Opened 11 years ago
Closed 10 years ago
#28786 closed defect (bug) (fixed)
wp_send_json silently fails on non UTF-8 strings
Reported by: | pento | Owned by: | pento |
---|---|---|---|
Milestone: | 4.1 | Priority: | normal |
Severity: | normal | Version: | 3.5 |
Component: | Formatting | Keywords: | |
Focuses: | Cc: |
Description
When wp_send_json()
is used to return a JSON-encoded lump of data, it silently fails if the data contains any non UTF-8 characters.
Attachments (18)
Change History (64)
#5
@
11 years ago
attachment:28786.5.diff falls back to treating the string as UTF-8 if it can't detect the encoding. This is the same behaviour as wp_check_invalid_utf8()
.
#6
@
11 years ago
- Adds
$options
and$depth
parameters, to matchjson_encode()
- A handful of performance improvements for
_wp_json_sanity_check()
- Tidied up
test_wp_json_encode()
test_wp_json_encode_depth()
added to make sure we obey$depth
#7
@
11 years ago
attachment:json_test.php does some performance testing. Results show that, for data that works fine with json_encode()
, the overhead of wp_json_encode()
is minimal. For extremely large data sets that need to be converted, performance can be pretty bad, but I don't think we're going to encounter much in the way of 6D arrays with 1,000,000 items in them. :-)
$ php json_test.php json_encode: 0.051064968109131 wp_json_encode overhead: 0.052061080932617 Best case wp_json_encode: 2.9125101566315 Worst case wp_json_encode: 15.276411056519
#8
@
11 years ago
@pento's patch fixes the situation where an audio file with non UTF-8 in the meta description will cause the Media Library to not load.
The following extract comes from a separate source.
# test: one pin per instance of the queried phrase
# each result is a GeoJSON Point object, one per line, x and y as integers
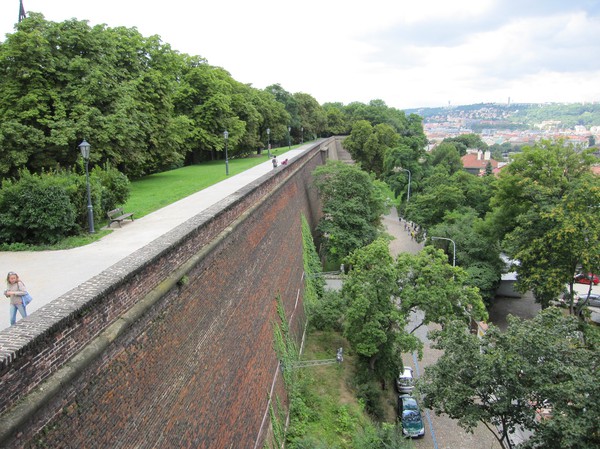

However, if that audio file is used in the playlist shortcode, it still breaks the player JS on the front-end. 28786.b1.diff patches the relevant part of media.php to use the new encode function.
This ticket was mentioned in IRC in #wordpress-dev by ocean90. View the logs.
10 years ago
This ticket was mentioned in IRC in #wordpress-dev by DrewAPicture. View the logs.
10 years ago
#13
@
10 years ago
- Keywords has-patch commit 4.1-early added; needs-patch removed
- Milestone changed from 4.0 to Future Release
- Updates the patch to apply cleanly against trunk
- Adds the fix from attachment:28786.b1.diff
- Fixes #28807
It's too late for this to go into 4.0, it can go in 4.1 early.
This ticket was mentioned in IRC in #wordpress-dev by helen. View the logs.
10 years ago
#15
@
10 years ago
- Keywords 4.1-early removed
- Milestone changed from Future Release to 4.1
28786.9.diff is a refresh to apply cleanly against trunk.
#17
@
10 years ago
28786.10.diff converts all json_encode()
calls in WordPress to be wp_json_encode()
.
#18
@
10 years ago
I worry about mb_detect_encoding()
but don't have any data or experience to validate or assuage that worry.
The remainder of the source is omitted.